Anyway, I have scoured the internet and Wikipedia trying to find a way to calculate these values, but I am at a loss. I am trying to see if there is a way to calculate these things for a small programming project/simulator. Otherwise, it would be necessary to simulate the  program for a period to determine one of these values to calculate the others.

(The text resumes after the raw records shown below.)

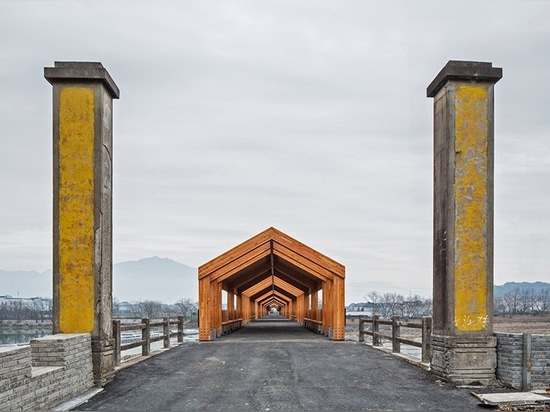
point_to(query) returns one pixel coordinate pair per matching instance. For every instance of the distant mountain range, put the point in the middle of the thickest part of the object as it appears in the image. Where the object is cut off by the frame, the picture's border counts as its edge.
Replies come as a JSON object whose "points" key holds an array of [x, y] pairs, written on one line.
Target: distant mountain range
{"points": [[160, 279], [153, 278]]}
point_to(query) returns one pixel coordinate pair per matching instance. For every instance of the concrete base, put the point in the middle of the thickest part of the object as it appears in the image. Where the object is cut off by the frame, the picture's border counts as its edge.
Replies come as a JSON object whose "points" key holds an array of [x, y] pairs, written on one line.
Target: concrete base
{"points": [[464, 360], [103, 359]]}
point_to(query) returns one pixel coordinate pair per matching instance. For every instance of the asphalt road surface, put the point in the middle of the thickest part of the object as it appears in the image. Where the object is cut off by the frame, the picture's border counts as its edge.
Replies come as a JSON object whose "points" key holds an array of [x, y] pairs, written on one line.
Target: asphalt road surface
{"points": [[276, 365]]}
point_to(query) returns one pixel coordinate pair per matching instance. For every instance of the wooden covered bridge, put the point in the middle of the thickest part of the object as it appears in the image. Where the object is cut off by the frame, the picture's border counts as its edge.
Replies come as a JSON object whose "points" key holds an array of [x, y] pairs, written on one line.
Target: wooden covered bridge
{"points": [[271, 270]]}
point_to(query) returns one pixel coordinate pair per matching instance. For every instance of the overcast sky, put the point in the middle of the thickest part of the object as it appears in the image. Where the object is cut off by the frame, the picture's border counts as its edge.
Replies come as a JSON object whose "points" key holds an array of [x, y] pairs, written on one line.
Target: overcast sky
{"points": [[309, 116]]}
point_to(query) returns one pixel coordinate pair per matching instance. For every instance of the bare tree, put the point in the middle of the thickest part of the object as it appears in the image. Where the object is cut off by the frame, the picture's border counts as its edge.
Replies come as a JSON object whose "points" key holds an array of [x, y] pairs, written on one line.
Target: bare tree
{"points": [[184, 307]]}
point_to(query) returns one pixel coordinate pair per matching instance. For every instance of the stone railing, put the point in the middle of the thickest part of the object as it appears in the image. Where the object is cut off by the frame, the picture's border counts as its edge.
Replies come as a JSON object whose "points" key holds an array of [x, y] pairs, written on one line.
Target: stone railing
{"points": [[523, 360], [45, 373]]}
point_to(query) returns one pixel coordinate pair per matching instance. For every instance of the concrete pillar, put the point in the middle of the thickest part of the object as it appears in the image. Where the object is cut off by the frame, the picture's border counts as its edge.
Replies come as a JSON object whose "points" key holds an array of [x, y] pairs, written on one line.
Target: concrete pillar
{"points": [[339, 309], [205, 305], [82, 206], [463, 345]]}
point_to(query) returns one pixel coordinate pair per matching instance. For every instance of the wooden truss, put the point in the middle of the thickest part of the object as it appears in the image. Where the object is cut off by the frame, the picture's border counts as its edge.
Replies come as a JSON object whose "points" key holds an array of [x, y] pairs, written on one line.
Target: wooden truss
{"points": [[272, 270]]}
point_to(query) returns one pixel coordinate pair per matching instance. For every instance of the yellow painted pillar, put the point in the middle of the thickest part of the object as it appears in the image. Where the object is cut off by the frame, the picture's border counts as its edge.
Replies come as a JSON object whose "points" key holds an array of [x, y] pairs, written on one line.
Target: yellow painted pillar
{"points": [[82, 206], [218, 309], [204, 309], [463, 345], [239, 306], [314, 304], [339, 309]]}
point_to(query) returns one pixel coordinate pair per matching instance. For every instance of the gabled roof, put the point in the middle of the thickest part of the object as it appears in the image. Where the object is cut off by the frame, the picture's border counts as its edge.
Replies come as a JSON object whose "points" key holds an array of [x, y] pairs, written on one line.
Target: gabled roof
{"points": [[271, 260]]}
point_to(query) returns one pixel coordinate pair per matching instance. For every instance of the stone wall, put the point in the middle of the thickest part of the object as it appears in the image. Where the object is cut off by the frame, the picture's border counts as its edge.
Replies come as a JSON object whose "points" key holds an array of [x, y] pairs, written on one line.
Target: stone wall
{"points": [[510, 365], [51, 370]]}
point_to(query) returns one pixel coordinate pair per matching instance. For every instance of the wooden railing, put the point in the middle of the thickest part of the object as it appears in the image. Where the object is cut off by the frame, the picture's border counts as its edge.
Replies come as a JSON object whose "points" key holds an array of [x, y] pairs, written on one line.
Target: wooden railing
{"points": [[144, 338], [314, 325], [396, 324], [231, 325]]}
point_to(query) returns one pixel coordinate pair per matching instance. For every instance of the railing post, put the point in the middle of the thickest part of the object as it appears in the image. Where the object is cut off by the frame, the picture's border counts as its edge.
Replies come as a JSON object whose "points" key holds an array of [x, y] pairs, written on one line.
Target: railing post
{"points": [[396, 333], [180, 329], [146, 337], [118, 342], [526, 364], [166, 332], [426, 338], [375, 330]]}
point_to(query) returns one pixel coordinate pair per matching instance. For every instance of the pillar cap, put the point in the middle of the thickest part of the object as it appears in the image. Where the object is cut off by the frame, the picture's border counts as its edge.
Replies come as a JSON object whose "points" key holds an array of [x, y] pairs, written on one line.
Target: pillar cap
{"points": [[464, 70], [81, 71]]}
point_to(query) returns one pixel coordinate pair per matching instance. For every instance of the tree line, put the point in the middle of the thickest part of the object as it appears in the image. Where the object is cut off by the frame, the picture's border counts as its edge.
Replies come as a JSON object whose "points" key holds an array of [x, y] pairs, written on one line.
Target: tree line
{"points": [[153, 309], [17, 309], [388, 304], [523, 301]]}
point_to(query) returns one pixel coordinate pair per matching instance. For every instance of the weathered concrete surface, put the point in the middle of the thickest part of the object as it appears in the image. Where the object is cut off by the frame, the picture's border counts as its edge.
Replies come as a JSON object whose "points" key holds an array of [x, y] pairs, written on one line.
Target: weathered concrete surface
{"points": [[275, 364], [463, 348], [83, 94]]}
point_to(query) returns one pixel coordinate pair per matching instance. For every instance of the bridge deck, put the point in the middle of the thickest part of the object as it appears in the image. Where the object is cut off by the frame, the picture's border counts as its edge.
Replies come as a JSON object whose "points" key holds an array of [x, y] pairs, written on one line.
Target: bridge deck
{"points": [[275, 364]]}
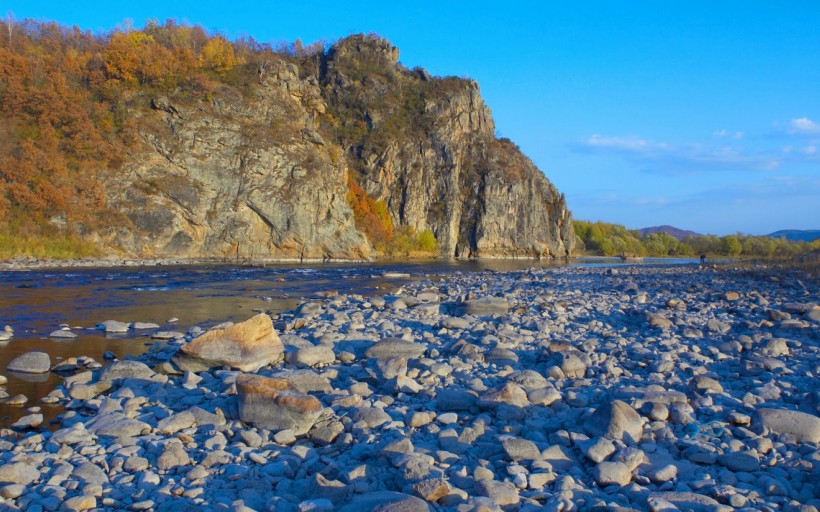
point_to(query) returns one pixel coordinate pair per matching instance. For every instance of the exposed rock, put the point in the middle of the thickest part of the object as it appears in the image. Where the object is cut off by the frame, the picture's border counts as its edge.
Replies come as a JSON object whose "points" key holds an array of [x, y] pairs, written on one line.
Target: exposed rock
{"points": [[396, 347], [126, 369], [30, 362], [260, 175], [246, 346], [804, 427], [615, 420], [274, 404]]}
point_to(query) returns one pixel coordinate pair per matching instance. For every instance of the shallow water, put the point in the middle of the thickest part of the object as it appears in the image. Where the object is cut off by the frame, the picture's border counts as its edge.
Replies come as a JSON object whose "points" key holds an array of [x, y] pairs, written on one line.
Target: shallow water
{"points": [[37, 302]]}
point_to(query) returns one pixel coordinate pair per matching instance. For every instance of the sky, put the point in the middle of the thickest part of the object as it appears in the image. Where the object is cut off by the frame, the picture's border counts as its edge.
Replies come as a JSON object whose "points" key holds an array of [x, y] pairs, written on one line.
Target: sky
{"points": [[704, 115]]}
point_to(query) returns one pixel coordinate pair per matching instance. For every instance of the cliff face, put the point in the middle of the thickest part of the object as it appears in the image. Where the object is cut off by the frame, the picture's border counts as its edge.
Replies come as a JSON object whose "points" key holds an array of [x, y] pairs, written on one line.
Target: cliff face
{"points": [[237, 177], [430, 153], [263, 173]]}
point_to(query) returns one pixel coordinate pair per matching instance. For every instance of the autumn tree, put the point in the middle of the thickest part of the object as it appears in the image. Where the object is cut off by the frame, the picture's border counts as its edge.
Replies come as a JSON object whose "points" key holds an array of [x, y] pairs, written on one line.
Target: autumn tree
{"points": [[218, 55]]}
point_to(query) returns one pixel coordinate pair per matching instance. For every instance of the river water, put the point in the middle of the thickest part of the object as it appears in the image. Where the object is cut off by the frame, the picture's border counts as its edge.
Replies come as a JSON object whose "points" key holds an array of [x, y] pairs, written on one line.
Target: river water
{"points": [[35, 303]]}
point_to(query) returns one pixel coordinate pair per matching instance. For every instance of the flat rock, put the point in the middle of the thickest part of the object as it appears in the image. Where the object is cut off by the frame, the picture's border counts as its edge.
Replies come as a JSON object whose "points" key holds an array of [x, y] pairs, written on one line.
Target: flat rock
{"points": [[518, 449], [386, 501], [740, 461], [30, 362], [396, 347], [125, 370], [63, 334], [18, 473], [502, 493], [686, 501], [246, 346], [274, 404], [114, 326], [804, 427], [612, 473], [116, 424], [485, 306], [615, 420]]}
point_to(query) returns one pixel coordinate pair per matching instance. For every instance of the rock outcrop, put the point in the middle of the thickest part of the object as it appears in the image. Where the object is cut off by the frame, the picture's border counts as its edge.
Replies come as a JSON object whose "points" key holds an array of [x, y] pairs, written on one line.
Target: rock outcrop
{"points": [[261, 172]]}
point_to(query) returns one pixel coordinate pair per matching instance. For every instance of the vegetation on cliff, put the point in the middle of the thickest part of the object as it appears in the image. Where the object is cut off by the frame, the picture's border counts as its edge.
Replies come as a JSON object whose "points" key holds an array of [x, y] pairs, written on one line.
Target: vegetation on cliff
{"points": [[76, 107], [605, 239]]}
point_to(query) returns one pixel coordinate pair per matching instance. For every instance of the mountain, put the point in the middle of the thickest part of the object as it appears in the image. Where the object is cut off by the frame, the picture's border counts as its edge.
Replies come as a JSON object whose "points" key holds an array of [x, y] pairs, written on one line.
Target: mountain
{"points": [[677, 233], [797, 235], [173, 143]]}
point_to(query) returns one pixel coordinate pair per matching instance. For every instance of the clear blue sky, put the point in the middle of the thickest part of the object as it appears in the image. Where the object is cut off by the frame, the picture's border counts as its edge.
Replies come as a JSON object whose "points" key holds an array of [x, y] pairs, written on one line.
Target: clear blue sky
{"points": [[700, 114]]}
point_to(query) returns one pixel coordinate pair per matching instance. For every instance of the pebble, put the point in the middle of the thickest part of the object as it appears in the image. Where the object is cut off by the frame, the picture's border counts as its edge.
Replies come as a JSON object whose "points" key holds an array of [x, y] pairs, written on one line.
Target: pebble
{"points": [[653, 388]]}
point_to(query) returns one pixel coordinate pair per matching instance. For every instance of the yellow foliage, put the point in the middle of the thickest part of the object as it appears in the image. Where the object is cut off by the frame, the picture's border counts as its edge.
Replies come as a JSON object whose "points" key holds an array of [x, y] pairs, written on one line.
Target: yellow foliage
{"points": [[218, 55]]}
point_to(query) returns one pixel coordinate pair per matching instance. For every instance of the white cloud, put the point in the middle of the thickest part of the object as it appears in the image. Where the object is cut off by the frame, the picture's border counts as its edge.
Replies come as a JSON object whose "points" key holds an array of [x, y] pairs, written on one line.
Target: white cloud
{"points": [[726, 134], [665, 157], [803, 126]]}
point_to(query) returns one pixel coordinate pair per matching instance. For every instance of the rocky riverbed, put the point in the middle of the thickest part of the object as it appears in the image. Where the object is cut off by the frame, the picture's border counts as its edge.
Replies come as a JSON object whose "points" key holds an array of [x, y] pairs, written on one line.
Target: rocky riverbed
{"points": [[645, 388]]}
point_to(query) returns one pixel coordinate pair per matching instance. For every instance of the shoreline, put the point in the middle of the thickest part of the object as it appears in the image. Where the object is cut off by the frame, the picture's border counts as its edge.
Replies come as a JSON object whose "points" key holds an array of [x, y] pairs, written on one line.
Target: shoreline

 A: Yes, you can derive all of these quantities. The specific orbital energy $E$ is 
$$
\begin{align}
E &= \frac{1}{2}v^2 - \frac{\mu}{r}= -\frac{\mu}{2a},
\end{align}
$$
where $ \mu = GM^3/(M+m)^2 $, and $a$ is the semi-major axis. The orbital period follows from Kepler's Third Law:
$$
T^2 = (2\pi)^2\frac{a^3}{\mu}.
$$
If you also know the radial velocity $v_r$ and the tangential velocity $v_T$ separately at $r$, then you can also calculate the specific relative angular momentum $h$ and the orbital eccentricity $e$:
$$
\begin{align}
h^2 &= r^2\,v^2_{T} = \mu a(1-e^2).
\end{align}
$$

Edit
Several people have tried to change $\mu$ into $\mu = G(M+m)$. This is wrong, because that is the formula for relative motion instead of motion with respect to the centre of mass. The equations of motion of the two-body problem are
$$
\begin{align}
m\ddot{\boldsymbol{r}}_m &= - \frac{GmM}{|\boldsymbol{r}_m - \boldsymbol{r}_M|^3}\left(\boldsymbol{r}_m - \boldsymbol{r}_M\right),\\
M\ddot{\boldsymbol{r}}_M &= \frac{GmM}{|\boldsymbol{r}_m - \boldsymbol{r}_M|^3}\left(\boldsymbol{r}_m - \boldsymbol{r}_M\right),\\
\end{align}
$$
where $\boldsymbol{r}_m$ and $\boldsymbol{r}_M$ are the positions of the small and large body with respect to the centre of mass. What we want is to express the motion of the small body in terms of $\boldsymbol{r}_m$. By definition, the position of the centre of mass remains constant,
$$
m\boldsymbol{r}_m + M\boldsymbol{r}_M = \boldsymbol{0},
$$
so that
$$
\boldsymbol{r}_m - \boldsymbol{r}_M = \frac{M+m}{M}\boldsymbol{r}_m.
$$
Therefore,
$$
m\ddot{\boldsymbol{r}}_m = -GmM\frac{M^3}{(M+m)^3r^3_m}\left(\frac{M+m}{M}\boldsymbol{r}_m\right),
$$
or
$$
\ddot{\boldsymbol{r}}_m = -\frac{\mu}{r^3_m}\boldsymbol{r}_m,
$$
with $\mu = GM^3/(M+m)^2$. In my answer, $r = r_m$. I hope this clears things up.